20160327_135647Forty-nine days from now, right now, at exactly this time, Central European Time, I will be referring to my exhaustion as jet lag.  I will be completely moved in to my new apartment, the first place I will ever live without my parents, my spouses, or my children.  I will have unpacked my two sundresses, one pair of shorts, a tee shirt, and eight sets of underwear into my dresser.  My Italian dresser.  I will have stroked my Italian kitchen counter, bounced from my Italian couch, to my Italian chair, and decided which corner will become my Italian writing corner, where I will plug my American laptop into an electricity converter.

I will not have eaten lunch, unless it is served in the air between Frankfurt and Rome.  My body will say it is just after 2pm, but my Italian wall clock will say it is a quarter past 8.  I won’t grocery shop until the next morning, so I will leave my apartment, walk across the street, through Vatican City, using the whole of the tiny, holy country as my short cut to my favorite trattoria, Perdincibacco for a light dinner of Caprese salad and a bottle of their house red.  If I’m lucky, Massimillano’s dog, the adorable chocolate lab puppy that stole my heart last year, will have grown into his host job and greet me as if I never left.

Or maybe he won’t.  I don’t yet know the temperament of Italian labs, but American ones tend to greet people with the same excitement, no matter how long they’ve been gone.

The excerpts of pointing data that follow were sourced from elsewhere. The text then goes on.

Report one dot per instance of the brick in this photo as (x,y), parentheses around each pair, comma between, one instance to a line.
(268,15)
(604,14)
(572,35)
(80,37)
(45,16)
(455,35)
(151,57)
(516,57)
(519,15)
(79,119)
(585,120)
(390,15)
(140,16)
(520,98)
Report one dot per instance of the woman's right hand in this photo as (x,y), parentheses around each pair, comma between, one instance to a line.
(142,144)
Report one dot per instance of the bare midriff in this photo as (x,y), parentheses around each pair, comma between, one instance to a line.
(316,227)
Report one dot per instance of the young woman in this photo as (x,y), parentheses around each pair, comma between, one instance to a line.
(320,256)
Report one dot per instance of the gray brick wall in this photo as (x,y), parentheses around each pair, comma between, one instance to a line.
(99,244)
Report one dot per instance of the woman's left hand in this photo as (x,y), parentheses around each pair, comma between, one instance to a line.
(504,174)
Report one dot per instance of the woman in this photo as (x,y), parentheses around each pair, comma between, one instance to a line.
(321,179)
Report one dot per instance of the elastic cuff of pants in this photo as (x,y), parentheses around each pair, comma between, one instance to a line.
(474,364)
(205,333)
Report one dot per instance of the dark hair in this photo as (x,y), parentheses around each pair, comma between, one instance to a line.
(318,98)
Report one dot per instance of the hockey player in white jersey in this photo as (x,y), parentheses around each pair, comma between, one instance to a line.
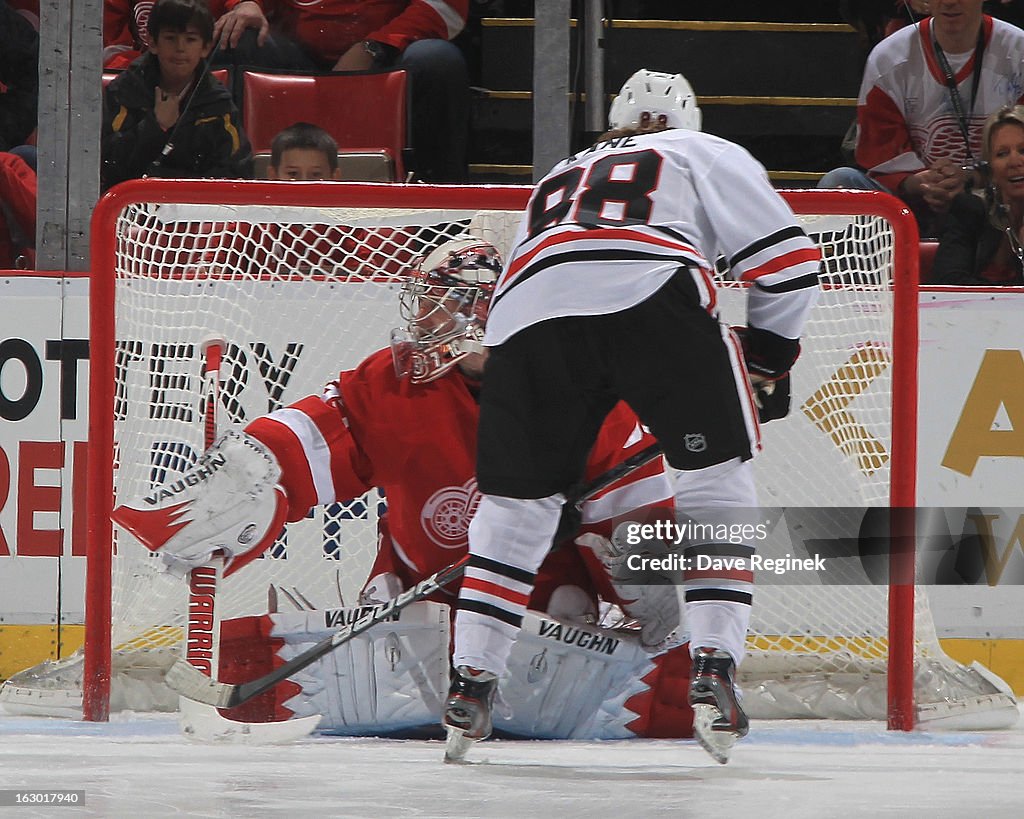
(608,295)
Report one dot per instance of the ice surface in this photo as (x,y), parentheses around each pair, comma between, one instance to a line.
(142,767)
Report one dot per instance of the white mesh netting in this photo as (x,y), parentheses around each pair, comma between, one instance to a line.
(300,294)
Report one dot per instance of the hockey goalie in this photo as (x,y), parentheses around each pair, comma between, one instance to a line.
(404,421)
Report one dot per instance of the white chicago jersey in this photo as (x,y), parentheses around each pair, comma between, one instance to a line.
(607,227)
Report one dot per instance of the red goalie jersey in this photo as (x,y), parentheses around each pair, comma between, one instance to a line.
(418,443)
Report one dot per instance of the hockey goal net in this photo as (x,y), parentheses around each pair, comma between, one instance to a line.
(301,291)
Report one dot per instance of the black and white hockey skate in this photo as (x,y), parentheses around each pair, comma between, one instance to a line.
(718,719)
(467,710)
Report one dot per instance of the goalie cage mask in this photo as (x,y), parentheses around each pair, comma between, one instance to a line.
(444,302)
(652,97)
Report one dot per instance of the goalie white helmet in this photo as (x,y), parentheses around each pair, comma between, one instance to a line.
(650,96)
(444,302)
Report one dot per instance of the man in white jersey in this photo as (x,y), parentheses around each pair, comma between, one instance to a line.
(609,295)
(925,94)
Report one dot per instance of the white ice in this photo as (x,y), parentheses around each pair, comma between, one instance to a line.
(142,767)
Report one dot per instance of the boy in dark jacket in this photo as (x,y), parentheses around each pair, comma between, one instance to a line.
(165,116)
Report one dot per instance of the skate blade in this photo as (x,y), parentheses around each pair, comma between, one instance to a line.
(456,744)
(717,743)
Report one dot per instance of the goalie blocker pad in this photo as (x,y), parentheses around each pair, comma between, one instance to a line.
(228,502)
(564,680)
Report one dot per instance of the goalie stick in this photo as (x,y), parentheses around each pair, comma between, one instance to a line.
(193,684)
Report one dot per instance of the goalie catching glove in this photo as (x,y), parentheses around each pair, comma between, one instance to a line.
(228,503)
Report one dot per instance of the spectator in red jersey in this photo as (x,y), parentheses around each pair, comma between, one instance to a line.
(17,213)
(353,35)
(926,92)
(982,242)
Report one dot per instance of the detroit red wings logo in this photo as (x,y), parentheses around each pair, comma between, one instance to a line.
(446,514)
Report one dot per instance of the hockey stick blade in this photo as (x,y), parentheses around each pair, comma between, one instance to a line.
(195,685)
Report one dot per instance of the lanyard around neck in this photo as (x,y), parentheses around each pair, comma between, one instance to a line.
(954,97)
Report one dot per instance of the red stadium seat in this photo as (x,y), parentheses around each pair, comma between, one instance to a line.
(367,114)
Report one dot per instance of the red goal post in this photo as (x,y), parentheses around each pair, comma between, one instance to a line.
(859,225)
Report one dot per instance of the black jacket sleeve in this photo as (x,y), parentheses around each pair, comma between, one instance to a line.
(956,259)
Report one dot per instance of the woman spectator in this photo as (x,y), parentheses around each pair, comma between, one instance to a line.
(983,240)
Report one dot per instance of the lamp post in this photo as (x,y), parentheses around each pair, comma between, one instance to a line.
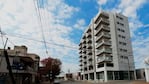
(128,69)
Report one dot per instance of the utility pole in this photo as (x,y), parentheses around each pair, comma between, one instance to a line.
(7,60)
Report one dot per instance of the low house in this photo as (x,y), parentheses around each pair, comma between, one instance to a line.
(24,66)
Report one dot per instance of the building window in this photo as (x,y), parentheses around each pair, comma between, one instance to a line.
(121,30)
(109,65)
(121,36)
(123,50)
(120,23)
(119,17)
(100,65)
(122,43)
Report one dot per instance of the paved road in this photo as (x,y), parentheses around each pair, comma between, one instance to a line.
(112,82)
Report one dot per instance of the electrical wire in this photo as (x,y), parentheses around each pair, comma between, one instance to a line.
(40,22)
(19,36)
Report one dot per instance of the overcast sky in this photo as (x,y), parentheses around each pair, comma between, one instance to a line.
(63,23)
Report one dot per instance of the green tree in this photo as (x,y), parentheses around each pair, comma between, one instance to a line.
(52,67)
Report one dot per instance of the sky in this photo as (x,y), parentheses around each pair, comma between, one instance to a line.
(63,23)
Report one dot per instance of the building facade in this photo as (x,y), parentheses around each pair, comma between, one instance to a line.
(24,65)
(105,49)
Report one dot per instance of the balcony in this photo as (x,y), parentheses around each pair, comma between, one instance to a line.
(89,52)
(88,35)
(84,41)
(103,34)
(81,65)
(80,47)
(101,15)
(80,56)
(84,46)
(89,40)
(103,42)
(90,63)
(89,46)
(84,51)
(101,21)
(90,58)
(102,27)
(80,60)
(104,58)
(104,50)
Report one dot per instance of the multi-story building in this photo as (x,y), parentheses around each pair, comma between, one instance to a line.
(24,65)
(105,49)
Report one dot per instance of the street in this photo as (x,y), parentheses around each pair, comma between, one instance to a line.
(111,82)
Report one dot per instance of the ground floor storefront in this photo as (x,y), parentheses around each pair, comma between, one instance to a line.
(109,75)
(20,78)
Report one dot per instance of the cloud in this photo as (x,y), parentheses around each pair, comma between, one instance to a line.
(140,43)
(101,2)
(130,7)
(80,24)
(18,18)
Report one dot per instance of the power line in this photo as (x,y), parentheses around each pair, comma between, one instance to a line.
(19,36)
(40,22)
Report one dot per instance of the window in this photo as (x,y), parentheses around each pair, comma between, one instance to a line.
(121,36)
(119,17)
(100,65)
(120,23)
(122,30)
(109,65)
(122,43)
(123,50)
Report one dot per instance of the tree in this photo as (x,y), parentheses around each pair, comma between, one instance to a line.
(52,67)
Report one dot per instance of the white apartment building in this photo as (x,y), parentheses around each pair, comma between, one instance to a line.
(105,49)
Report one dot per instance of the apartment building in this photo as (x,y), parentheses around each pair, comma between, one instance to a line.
(105,49)
(24,65)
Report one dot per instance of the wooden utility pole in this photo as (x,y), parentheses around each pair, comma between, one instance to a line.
(7,59)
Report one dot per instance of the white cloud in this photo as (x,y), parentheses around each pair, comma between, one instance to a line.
(101,2)
(70,67)
(80,24)
(18,17)
(130,7)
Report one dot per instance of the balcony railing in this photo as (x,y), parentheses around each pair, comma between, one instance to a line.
(104,58)
(103,21)
(104,27)
(103,50)
(103,34)
(103,42)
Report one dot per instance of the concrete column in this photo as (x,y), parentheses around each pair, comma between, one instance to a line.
(105,76)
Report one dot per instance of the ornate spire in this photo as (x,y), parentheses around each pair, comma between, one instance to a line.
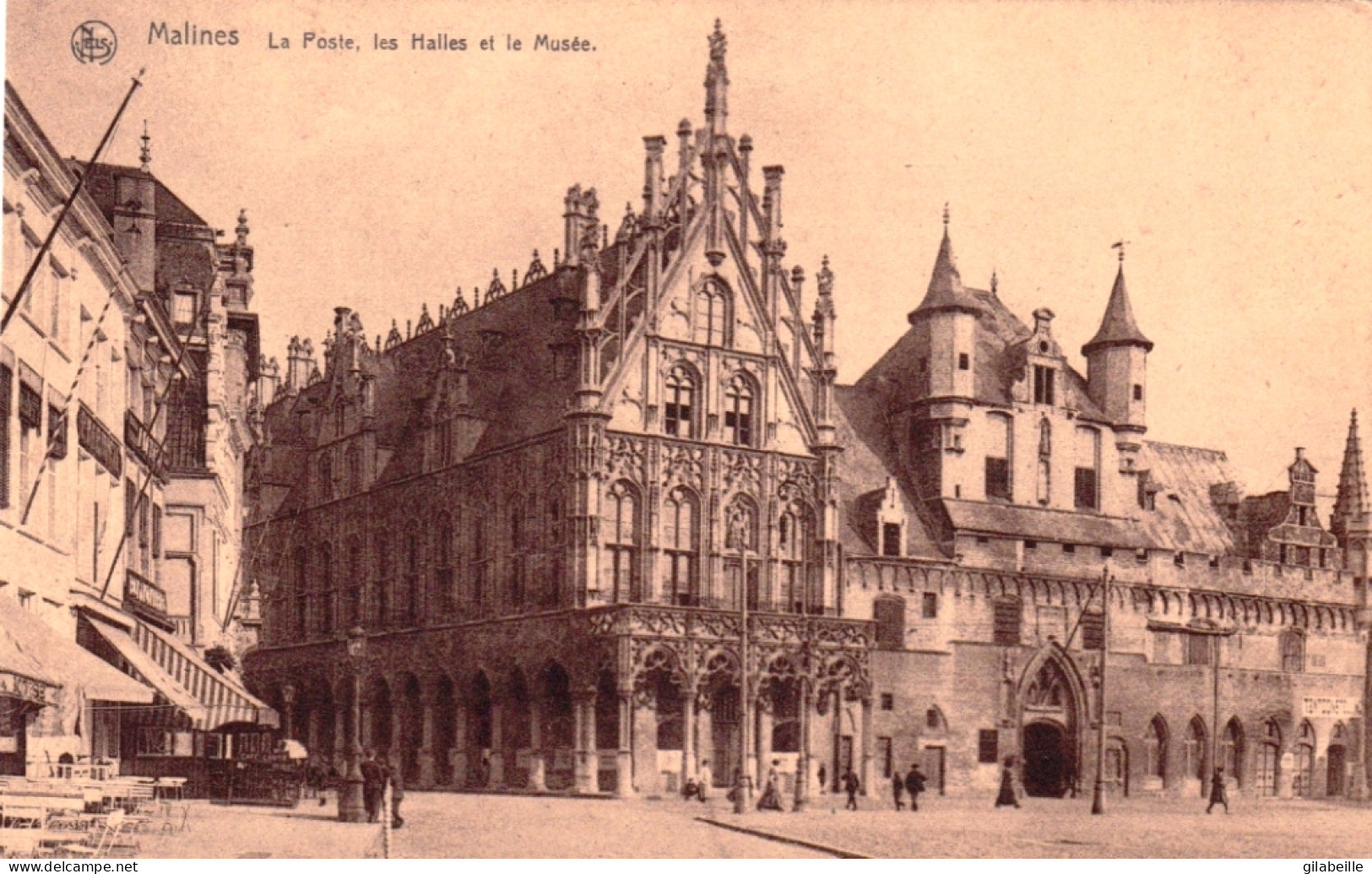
(1119,328)
(946,289)
(717,81)
(146,153)
(1352,501)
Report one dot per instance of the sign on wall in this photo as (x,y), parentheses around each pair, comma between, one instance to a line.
(1335,708)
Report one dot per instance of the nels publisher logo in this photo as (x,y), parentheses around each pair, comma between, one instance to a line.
(94,41)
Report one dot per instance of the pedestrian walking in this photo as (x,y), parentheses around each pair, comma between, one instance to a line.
(1007,785)
(772,792)
(397,777)
(373,784)
(851,786)
(1217,792)
(914,785)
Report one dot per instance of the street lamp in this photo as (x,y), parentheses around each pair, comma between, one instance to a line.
(1098,796)
(350,793)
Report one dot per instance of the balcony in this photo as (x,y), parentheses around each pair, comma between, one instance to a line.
(146,448)
(99,441)
(146,600)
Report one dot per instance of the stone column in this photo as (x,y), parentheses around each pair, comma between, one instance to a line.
(289,711)
(689,731)
(581,759)
(497,777)
(457,755)
(427,770)
(866,748)
(537,768)
(625,755)
(807,702)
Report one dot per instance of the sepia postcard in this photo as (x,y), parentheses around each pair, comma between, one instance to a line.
(777,430)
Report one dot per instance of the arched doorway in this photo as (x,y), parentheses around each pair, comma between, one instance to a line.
(1047,760)
(1049,746)
(1338,757)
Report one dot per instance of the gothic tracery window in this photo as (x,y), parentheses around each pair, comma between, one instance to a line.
(621,529)
(739,410)
(680,404)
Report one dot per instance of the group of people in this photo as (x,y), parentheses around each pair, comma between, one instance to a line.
(913,784)
(377,775)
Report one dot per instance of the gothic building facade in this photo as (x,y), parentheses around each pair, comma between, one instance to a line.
(616,520)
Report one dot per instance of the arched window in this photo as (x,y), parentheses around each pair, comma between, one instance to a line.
(621,529)
(1302,781)
(740,551)
(680,404)
(325,478)
(999,457)
(1269,759)
(302,599)
(794,545)
(355,579)
(355,470)
(1293,650)
(1196,751)
(382,588)
(1233,751)
(324,595)
(739,410)
(889,615)
(1088,470)
(713,314)
(1156,749)
(680,549)
(445,578)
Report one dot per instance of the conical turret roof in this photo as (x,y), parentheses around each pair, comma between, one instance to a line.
(1119,328)
(1352,501)
(946,290)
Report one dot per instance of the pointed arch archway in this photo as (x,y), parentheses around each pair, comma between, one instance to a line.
(1051,703)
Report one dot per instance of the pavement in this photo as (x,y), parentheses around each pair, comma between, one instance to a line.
(490,826)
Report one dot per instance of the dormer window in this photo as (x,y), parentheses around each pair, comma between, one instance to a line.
(739,412)
(1043,379)
(680,404)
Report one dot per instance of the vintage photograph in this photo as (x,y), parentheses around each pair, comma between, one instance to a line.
(784,430)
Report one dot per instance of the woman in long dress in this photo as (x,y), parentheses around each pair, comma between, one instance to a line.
(772,795)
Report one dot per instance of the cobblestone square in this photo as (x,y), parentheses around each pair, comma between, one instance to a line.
(442,825)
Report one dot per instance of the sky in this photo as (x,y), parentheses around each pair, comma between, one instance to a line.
(1228,144)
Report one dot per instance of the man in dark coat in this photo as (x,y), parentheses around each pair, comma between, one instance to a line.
(1217,792)
(851,786)
(397,775)
(1007,785)
(914,785)
(373,784)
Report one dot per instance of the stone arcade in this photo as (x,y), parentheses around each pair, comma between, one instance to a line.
(550,508)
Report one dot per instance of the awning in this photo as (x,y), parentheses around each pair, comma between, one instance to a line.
(35,654)
(184,678)
(142,665)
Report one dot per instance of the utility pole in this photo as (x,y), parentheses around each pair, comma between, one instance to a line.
(1098,797)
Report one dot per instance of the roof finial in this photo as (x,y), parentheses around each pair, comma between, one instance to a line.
(146,154)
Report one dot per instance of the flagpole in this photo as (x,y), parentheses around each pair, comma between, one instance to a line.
(66,208)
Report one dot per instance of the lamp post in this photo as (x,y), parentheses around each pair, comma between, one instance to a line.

I will cork what’s left of my wine and carry it with me.  The tunnel on Via di Porta Cavallegri is always dark, but since the sun will be set by then, I won’t have to squint when I pop out the other side.  A couple of blocks ahead, I will descend the steep, piss-smelling steps to the Tiber River and in a most American fashion, I will lift my wine in a toast to Summer, 2017, and drink straight from the bottle.

I can’t wait to find out what comes next.